Tuesday, March 8, 2016

An Annotated Anguish


Aden was a pleasant memory. And then things changed. Yesterday, March 04, 2016, I happened to note on the BBC news an article about the shootings, the brutality. So very different from my childhood memory of Aden, 1963. Yesterday, nineteen people in an old age home, many of them the caring nuns, were first handcuffed, and then shot in the head. Deliberately. And for me the horror of it, even so far away, continues to resonate. My souvenir of a beaded belt (on which Aden is spelt, kept all these 50 plus years,) hangs on the wall in my studio. It was a memoir of alien innocence. Now it is a memoir of alien sin. And sin, for me, is defined by intentional harm.
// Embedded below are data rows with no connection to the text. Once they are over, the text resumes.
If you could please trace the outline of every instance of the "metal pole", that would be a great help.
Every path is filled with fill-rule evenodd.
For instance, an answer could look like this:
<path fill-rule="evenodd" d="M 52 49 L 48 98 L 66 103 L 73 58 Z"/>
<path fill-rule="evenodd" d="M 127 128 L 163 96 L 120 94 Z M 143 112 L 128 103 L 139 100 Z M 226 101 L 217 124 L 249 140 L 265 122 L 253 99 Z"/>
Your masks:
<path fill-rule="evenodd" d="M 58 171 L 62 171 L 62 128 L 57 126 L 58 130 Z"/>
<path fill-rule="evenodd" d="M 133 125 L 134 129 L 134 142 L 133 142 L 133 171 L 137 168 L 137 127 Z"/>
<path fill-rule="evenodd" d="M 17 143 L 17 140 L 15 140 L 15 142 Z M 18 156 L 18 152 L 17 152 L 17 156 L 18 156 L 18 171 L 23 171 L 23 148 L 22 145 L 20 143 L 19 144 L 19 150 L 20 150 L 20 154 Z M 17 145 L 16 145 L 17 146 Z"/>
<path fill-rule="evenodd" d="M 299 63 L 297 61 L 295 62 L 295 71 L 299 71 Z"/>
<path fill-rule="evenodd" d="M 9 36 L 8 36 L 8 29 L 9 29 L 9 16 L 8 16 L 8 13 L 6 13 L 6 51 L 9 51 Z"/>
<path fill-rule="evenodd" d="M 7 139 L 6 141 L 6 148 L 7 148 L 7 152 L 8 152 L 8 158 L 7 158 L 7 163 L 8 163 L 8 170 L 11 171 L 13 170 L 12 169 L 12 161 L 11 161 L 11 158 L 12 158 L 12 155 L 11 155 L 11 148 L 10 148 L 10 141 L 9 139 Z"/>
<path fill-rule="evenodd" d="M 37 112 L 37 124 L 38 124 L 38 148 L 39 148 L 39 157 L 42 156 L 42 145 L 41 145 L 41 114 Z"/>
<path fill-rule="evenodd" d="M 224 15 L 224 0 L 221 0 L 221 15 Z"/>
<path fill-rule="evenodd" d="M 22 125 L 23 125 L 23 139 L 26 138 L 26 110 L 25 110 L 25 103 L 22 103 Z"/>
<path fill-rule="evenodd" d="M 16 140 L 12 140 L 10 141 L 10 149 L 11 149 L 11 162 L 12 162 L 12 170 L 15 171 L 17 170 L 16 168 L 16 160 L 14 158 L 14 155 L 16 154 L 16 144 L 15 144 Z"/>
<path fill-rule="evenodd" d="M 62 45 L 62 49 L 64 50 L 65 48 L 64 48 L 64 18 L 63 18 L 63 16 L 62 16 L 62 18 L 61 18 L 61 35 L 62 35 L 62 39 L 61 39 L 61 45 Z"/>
Lists of the brutal and bad people in our history are easily made. Hitler. Idi Amin. Pol Pot. Stalin. Among others. It is the intentional infamy behind their crimes that resonates. That, and the sheer amount of people they've affected. Will a Donald Trump be next? A surprising many are against Obama. Yes, history will show the record of a person’s progress. Boadicea. Eva Peron. Hillary Clinton. Alexander. Napoleon. Justin Trudeau. But what of the individual recruit or conscript into an Army that then threatens the family and welfare of all concerned with the inductee for disobedience? And what of individual actions by a single person forced to carry a bomb, a gun, carry out a horrific command? How does time treat that person, and why are so many intentionally harmful acts, evil acts, so readily committed and so easily forgotten? Who forces whom? What small acts do I not do?

Forgotten? Yes, it is now the 8th day of March, 2016. Aden, for me, fell on March 04. Who recalls that ‘bit of news’? Who is there among those I know that are affected by this tragedy of handcuffing and shooting nuns and elders? Who knows of or has ever been to Aden? Who else 'feels' this tragedy?

Forgotten? Yes: “Boudica's husband Prasutagus ruled as a nominally independent ally of Rome and left his kingdom jointly to his daughters and the Roman emperor in his will. However, when he died his will was ignored, and the kingdom was annexed. Boudica was flogged, her daughters raped, and Roman financiers called in their loans.
In AD 60 or 61, when the Roman governor Gaius Suetonius Paulinus was campaigning on the island of Anglesey off the northwest coast of Wales, Boudica led the Iceni, the Trinovantes, and others in revolt.[2]” ~ https://en.wikipedia.org/wiki/Boudica
Time smudges on. Other things take our interest. We grow not necessarily indifferent, not really insensitive, not actually ignorant, but we grow accepting and including and absorbing and come to integrate all that happened and happens as part of the deal of living. The deal? Yes, there is nothing perfect, nothing absolute (except taxes and death), and there is nothing guaranteed. You live; ‘you takes yer chances.’ Oversensitivity (particularly in Dabrowskian terms) will cripple you. The daily news is too full of horror and pain and insuperable accounts of grim and gore. We are making history. It won’t ever be a verdant tapestry of paradise. The lion and the lamb and the dragon and the bear will not be friends.

I see through my father’s glasses. He died in 2004. I have the pair of spectacles that were taken off his fallen body and placed on a shelf. And just today, this morning, I fished them out for the first time from my own history and through his view saw my 1963 Aden belt yet again. Clearly. Dad and I were once there, in Aden, then in Egypt, then in... but who really cares? We see through our own eyes. And history, in the end, is the collective visions of mankind. We make of life as we will, until our own end. It’s an individual that must make choices. Now there’s challenge that can appear alien, indeed.